After something of a slow start, Boeing kicked off their HX-campaign with a bang last year, bringing two Super Hornets to both major Finnish air shows. One of these was the classic VFA-103 ‘Jolly Rogers’ CAG-bird, while the other was from VFA-143 ‘Pukin’ Dogs’ and played the role of Block 3 demonstrator at Seinäjoki air show. This was followed up with a visit to Tampere-Pirkkala AFB where the fighters were shown to the Air Force’s Air Combat Centre.
Since then it has been an eventful year for Boeing’s ‘Rhino’, with the US Navy having signed a contract for 134 new F/A-18E/F Super Hornets over the next few years. These newbuilds will be of the Block 3 standard from the get-go, and will be produced at a production line in the company’s St. Louis factory. At the same time, another 450 fighters will be upgraded during the coming ten years from Block 2 to Block 3 standard, with the work taking place both at a second production line in St. Louis as well as in San Antonio, Texas. Having several scalable production lines is a conscious decision by Boeing, who likes to have some headroom available for added Super Bug-production.
We predict significant international orders. There’s interest from Germany, Poland, India, Spain, Switzerland… Oh, and Canada.
The long-awaited Kuwaiti order was mentioned as a category of its own, and was finalised today, a few weeks after the interview.
While the Rhino is sometimes decried for its lack of success on the export market, it is important to remember the scope of the US Navy orders. While the Eurofighter consortium is rightfully proud of the almost 500 aircraft in service throughout Europe, the recent Block 3 orders means the US Navy alone will outnumber those, with a total of 584 Block 3 Super Hornets to be operated by the service. To this number then comes 36 Australian and now 28 Kuwaiti fighters.

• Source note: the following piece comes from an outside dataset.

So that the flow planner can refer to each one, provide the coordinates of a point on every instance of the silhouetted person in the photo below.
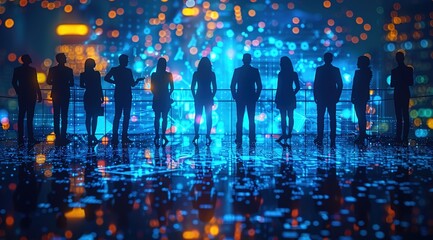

Having the Block 3 finally confirmed and fully funded with the production lines open well past the 2025-mark is significant for Boeing when it comes to HX. The Block 3 will give the aircrafts a 9,000 flight hour airframe, but the big change comes to the combat ability of the aircraft. The new wide-area multifunction display will create what Boeing calls “the most advanced cockpit” currently operational, and the TTNT (Tactical Targeting Network Technology) will make significantly increase the amounts of data transfer possible over the data link. TTNT is an example of what used to be niche technology on the EA-18G Growler being transferred to the baseline Super Hornet. Significantly more processing power is also in the works, which will facilitate a much quicker upgrade cycle going forward. The addition of conformal fuel tanks, the first HX contender to sport CFT’s, will also provide a big boost by allowing the aircraft to go faster with the same fuel load, or alternatively carry more weapons for the same range (a third option which is more interesting from a carrier viewpoint than for Finland is getting even more range out of the aircraft by using both CFT’s and drop tanks).
Something Boeing talks openly about is stealth, though their angle is rather different from that of certain other contenders. The IRST included in the Block 3 is “counter-stealth technology”, while the talk about fifth generation fighters is a “marketing scheme”. The decrease in radar-cross section of the Block 3 compared to Block 2, which has received significant coverage from some, is rather modestly described as “a little bit more coating”.
The HX competition and the Finnish hosts receive high marks. The competition for HX might be fierce, but both the Finnish Defence Forces and the Finnish MoD are “very transparent”. On the whole HX is both “fair”, “well-run”, and “documented in all the right ways”. And going through the HX-ladder of requirements, Boeing is confident that they will pass with flying colours.
We can prove life-cycle costs on mean-time between failures and so forth. Real data, not engineering reference data and assumptions.
Notably, due to the US openness when it comes to budget numbers, the flight hour costs are open information (usual caveat for different operating environments and budgeting methods apply). Hovering around 9,000 USD per flight hour, the cost for the Super Hornets have been lower than that of the aging legacy F/A-18 Hornet in recent years. At the same time, the F-35 and Eurofighter both aims for ‘F-16 like levels’ within the next decade, but neither are there quite yet (the F-35A currently needing a 38% cut in operation and sustainment costs to reach that target).
We want to continue that relationship [with Finnish partners]
One of the real trump cards of Boeing is their current close cooperation with the Finnish authorities as well as with the Finnish industry. Maximising industrial cooperation with Finnish partners might prove to be a challenge for some, but Boeing has already been there. Contrary to normal procedure the MLU2 of the Finnish F/A-18C/D Hornets were performed locally by Patria and not in the states, a point raised by Boeing. Even more importantly, Boeing’s offset responsibilities in conjunction with MLU2 were met either on time or early.
Crucially, by now Boeing understands the Finnish business and administrative culture to an extent unmatched by any of the rivals (with the exception of Saab), having dealt with the customer on a continuous basis for the last two decades. The current sales organisation even include some veterans who were part of the winning team last time around. While the capabilities of the offers will be the determining factor, there is no denying that understanding how to present those capabilities to your customer plays an important role in dealmaking.